Results 1 to 3 of 3

Thread: ItemReader for FASTA files

  1. #1
    Join Date
    Mar 2009
    Posts
    10

    Default ItemReader for FASTA files

    Hello,

    I need an ItemReader for FASTA files. Unfortunately the format of FASTA files seems to preclude the use of FlatFileItemReader.

    The problem is that there is a no way of recognising the end of a record way without reading the beginning of the next record (records start with '>'). FASTA files contain, at a minimum, a protein identifier and a protein sequence. The following example contains three protein identifiers (UPI000000001B, UPI000000001C, UPI000000001D) and their corresponding sequences:

    Code:
    >UPI000000001B
    MAWSITNKADTSSFTKMAEIRAHLKNSAENKDKNEDIFPEDVIIPSTKPKTKRATTPRKPAATKRSTKKEEVEEEVVIEE
    YHQTTEKNSPSPGVSDIVESVAAVELDDSDGDDEPMVQVEAGKVNHSARSDLSDLKVATDNIVKDLKKIITRISAVSTVL
    EDVQAAGISRQFTSMTKAITTLSDLVTEGKSKVVRKKVKTCKK
    >UPI000000001C
    MRALFYKDGKLFTDNNFLNPVSDDNPAYEVLQHVKIPTHLTDVVVYEQTWEEALTRLIFVGSDSKGRRQYFYGKMHVQNR
    NAKRDRIFVRVYNVMKRINCFINKNIKKSSTDSNYQLAVFMLMETMFFIRFGKMKYLKENETVGLLTLKNKHIEISPDEI
    VIKFVGKDKVSHEFVVHKSNRLYKPLLKLTDDSSPEEFLFNKLSERKVYECIKQFGIRIKDLRTYGVNYTFLYNFWTNVK
    SISPLPSPKKLIALTIKQTAEVVGHTPSISKRAYMATTILEMVKDKNFLDVVSKTTFDEFLSIVVDHVKSSTDG
    >UPI000000001D
    MSINIDIKKITDLLNSSILFPDDVQELLREKYIVLERKSNGTPTVAHIYKTMARFDNKSIYRIAKFLFMNRPDVIKLLFL
    EDVEPLLPDKSINISINNTEYPQLEGPIGTKIALLELFNAFRTGISEPIPYYYLPLRKDINNIVTK
    I tried the following RecordSeparatorPolicy, but the problem is that the end-of-record character ('>') is part of the first line of the following record:

    Code:
    public class FastaRecordSeparatorPolicy implements RecordSeparatorPolicy {
    
        // THIS WILL NOT WORK -- NO CONCEPT OF "END OF RECORD" IN FASTA
        // CONSUMING START OF NEXT RECORD MEANS LINE WILL NOT BE PROCESSED IN NEXT READ
    
        private static final String REC_START = ">";
    
        public boolean isEndOfRecord(String s) {
            boolean isBlankLine = s.equals("");
            boolean nextRecord  = s.startsWith(REC_START);
            return (isBlankLine || nextRecord);
        }
    
        public String postProcess(String s) {
            return s.replace(REC_START, "");
        }
    
        public String preProcess(String s) {
            return s;
        }
    }
    I thought of writing an implementation of java.io.Reader that uses '>' instead of '\n' in readLine() and inject this implementation into FlatFileItemReader.
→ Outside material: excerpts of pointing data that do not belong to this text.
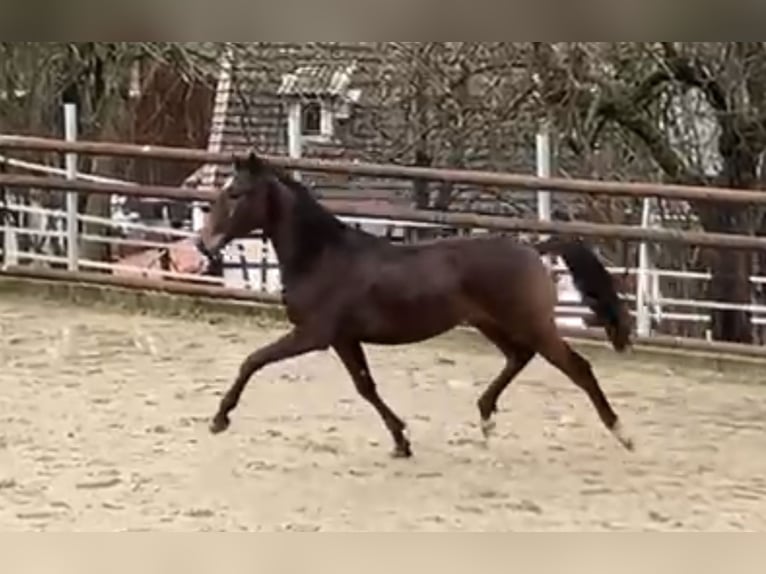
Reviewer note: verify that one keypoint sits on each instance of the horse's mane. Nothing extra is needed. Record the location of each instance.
(315, 228)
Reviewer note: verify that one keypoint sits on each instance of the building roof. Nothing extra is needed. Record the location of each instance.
(318, 80)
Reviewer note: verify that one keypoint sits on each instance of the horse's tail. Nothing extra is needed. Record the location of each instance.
(596, 286)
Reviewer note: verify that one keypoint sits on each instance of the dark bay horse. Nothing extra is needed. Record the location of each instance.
(344, 287)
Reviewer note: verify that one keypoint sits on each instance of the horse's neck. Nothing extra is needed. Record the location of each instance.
(300, 243)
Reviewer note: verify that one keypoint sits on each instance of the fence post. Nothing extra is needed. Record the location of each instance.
(544, 161)
(643, 317)
(294, 133)
(72, 243)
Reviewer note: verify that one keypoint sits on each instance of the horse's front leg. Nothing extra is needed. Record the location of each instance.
(296, 342)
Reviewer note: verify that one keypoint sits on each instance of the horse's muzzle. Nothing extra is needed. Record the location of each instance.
(202, 248)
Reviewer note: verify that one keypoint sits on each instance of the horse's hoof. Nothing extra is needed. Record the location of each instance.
(219, 424)
(624, 439)
(402, 451)
(487, 427)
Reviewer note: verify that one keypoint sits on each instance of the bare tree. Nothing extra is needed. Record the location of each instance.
(697, 110)
(451, 104)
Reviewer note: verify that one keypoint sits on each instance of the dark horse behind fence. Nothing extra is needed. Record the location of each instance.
(344, 287)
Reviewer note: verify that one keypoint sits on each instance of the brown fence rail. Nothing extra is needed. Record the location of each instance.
(224, 293)
(502, 223)
(495, 222)
(363, 169)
Unfortunately this is not possible because the reader is instantiated in FlatFileItemReader.doOpen() and cannot be injected:
    Code:
    reader = new BufferedReader(new InputStreamReader(resource.getInputStream(), encoding));
    It seems my only choice is to implement my own ItemReader, which would largely be a copy of FileItemReader with the exception of the readLine() method.

    Any comments or suggestions would be much appreciated.

    Thanks,

    Antony

  2. #2
    Join Date
    Jun 2005
    Posts
    4,241

    Default

    If you don't care about restartability (set the saveState flag to false on the reader) you could write a delegating ItemReader that wrapped a FlatFileItemReader and peeked ahead to the next item when it needed to.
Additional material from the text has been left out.